Pastoring has the administrative component “implicit in the call,” Enzler explained. But because seminary training does not include a business education, the priests “don’t have the tools to carry out the administrative component.”

A pastor who has to rely on laypeople to tell him how to read spreadsheets with financial data, Enzler added, is still legally on the hook for the parish’s actions. Also, a pastor may oversee a parish school, and he needs to know how to handle effectively volatile issues, such as what to do when an employee there publicly violates the Church’s teaching.

Enzler said the program’s 10 courses were developed in response to the needs pastors identified and will give them access to expert help for difficulties they encounter.

 

Serving the People of God

The sign-up for the fall program began April 29.

According to a CUA announcement, the program has been endorsed by Cardinal George Pell, prefect of the Vatican’s Secretariat for the Economy, Archbishop José Gomez of Los Angeles, Bishop Checchio and Cardinal Donald Wuerl of Washington, D.C. Cardinal Wuerl, CUA’s chancellor, said the master’s degree will help pastors guide their parishes in stewarding and matching appropriate resources to ministries.

“Thus, the parish will be able to offer people a more fervent and vibrant experience of God’s love poured out in his Church,” he said.

Father Carl Beekman, pastor of Sts. Peter and Paul in Cary, Illinois, told the Register that his interest in the master’s program for pastors came from his desire to be “the best father I can for my family,” referring to his parish.

The former Marine has been a priest for 17 years and had previous business experience, but said he has always sought to add “tools in my proverbial toolbox” as a pastor in the Diocese of Rockford.

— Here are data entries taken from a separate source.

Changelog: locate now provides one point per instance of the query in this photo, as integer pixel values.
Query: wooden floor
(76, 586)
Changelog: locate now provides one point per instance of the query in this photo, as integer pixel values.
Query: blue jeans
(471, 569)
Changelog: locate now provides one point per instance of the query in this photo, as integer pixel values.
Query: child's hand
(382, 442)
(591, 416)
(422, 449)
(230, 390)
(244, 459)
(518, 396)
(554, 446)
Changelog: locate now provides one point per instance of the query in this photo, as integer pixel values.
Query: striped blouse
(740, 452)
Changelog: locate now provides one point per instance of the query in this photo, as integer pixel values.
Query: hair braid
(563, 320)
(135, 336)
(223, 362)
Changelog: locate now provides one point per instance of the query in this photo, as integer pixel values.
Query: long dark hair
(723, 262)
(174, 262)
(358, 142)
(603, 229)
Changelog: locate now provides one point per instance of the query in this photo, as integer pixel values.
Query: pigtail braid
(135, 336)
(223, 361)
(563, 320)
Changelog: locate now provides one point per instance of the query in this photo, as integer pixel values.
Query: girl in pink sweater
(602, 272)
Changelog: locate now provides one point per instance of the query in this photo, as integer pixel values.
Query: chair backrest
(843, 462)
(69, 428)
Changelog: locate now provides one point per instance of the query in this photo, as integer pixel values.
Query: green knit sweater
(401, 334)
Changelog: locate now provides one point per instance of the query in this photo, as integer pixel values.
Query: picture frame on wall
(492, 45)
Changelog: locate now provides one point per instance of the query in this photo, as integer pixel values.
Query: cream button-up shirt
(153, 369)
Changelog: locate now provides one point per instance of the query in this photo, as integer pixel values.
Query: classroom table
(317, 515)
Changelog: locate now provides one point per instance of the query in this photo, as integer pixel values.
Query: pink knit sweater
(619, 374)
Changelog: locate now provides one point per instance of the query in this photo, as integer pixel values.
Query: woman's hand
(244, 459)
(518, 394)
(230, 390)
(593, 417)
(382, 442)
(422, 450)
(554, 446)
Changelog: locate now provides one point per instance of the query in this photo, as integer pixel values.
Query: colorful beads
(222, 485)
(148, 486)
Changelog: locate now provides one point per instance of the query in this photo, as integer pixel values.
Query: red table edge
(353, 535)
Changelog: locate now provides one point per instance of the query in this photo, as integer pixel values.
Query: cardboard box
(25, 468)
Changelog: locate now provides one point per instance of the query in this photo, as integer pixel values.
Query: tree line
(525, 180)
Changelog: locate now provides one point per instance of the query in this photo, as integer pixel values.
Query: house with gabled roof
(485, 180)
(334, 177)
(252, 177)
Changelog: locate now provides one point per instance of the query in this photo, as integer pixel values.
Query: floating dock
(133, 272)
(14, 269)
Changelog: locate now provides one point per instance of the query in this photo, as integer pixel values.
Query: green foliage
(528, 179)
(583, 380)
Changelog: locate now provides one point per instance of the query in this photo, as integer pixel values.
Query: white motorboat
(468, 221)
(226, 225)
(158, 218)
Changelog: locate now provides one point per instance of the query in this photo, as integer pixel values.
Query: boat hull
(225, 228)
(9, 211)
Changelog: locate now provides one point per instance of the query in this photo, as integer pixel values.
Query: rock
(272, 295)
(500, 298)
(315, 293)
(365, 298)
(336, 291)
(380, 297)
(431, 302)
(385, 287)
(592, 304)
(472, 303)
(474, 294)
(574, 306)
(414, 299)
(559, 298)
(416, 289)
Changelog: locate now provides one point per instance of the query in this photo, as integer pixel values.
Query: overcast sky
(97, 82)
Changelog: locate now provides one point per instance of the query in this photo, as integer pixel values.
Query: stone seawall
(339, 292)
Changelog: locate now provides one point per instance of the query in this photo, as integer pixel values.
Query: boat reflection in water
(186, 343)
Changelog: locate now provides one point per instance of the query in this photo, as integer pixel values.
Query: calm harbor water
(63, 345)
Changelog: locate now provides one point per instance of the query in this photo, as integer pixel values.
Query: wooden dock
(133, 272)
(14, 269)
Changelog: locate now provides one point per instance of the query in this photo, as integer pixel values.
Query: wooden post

“The people of God deserve it,” he said. “I want to do everything right, but I want a pro to tell me, ‘You’re doing it awesome.’”

In Father Beekman’s experience, “every parish” needs to communicate more effectively to parishioners about what it is doing and how resources are being used. The faithful, he added, want their pastor to succeed and need him to be a good shepherd of the parish’s resources, as well as of souls.

That means getting staff to work together, instead of in their own “silos,” and seeing where a parish’s material debt may be revealing a “spiritual poverty.” He said a parish that is not evangelizing will have fewer people contributing because less people are getting married in the Church, baptizing their children and giving them the sacraments or attending Sunday Mass as a family.

He added that pastors have to solicit fresh ideas and make objective assessments, and not trust only their instincts or take someone’s word about what a balance sheet says.

Sometimes, he said, people tell a pastor what they think he wants to hear, when he needs instead to be able to recognize the hard truths in the numbers before his eyes.

 

Sharing Knowledge

Father Beekman said that he aims to be a “better brother” to his fellow priests and share his knowledge about how to better run a parish. He said the program would no doubt help priests who are in their first five years, but even older pastors, such as himself, “can learn new tricks.”

“I want to give my best to my people,” he said, “because my testimony to the Lord is my people.”

 

Peter Jesserer Smith is a Register staff reporter.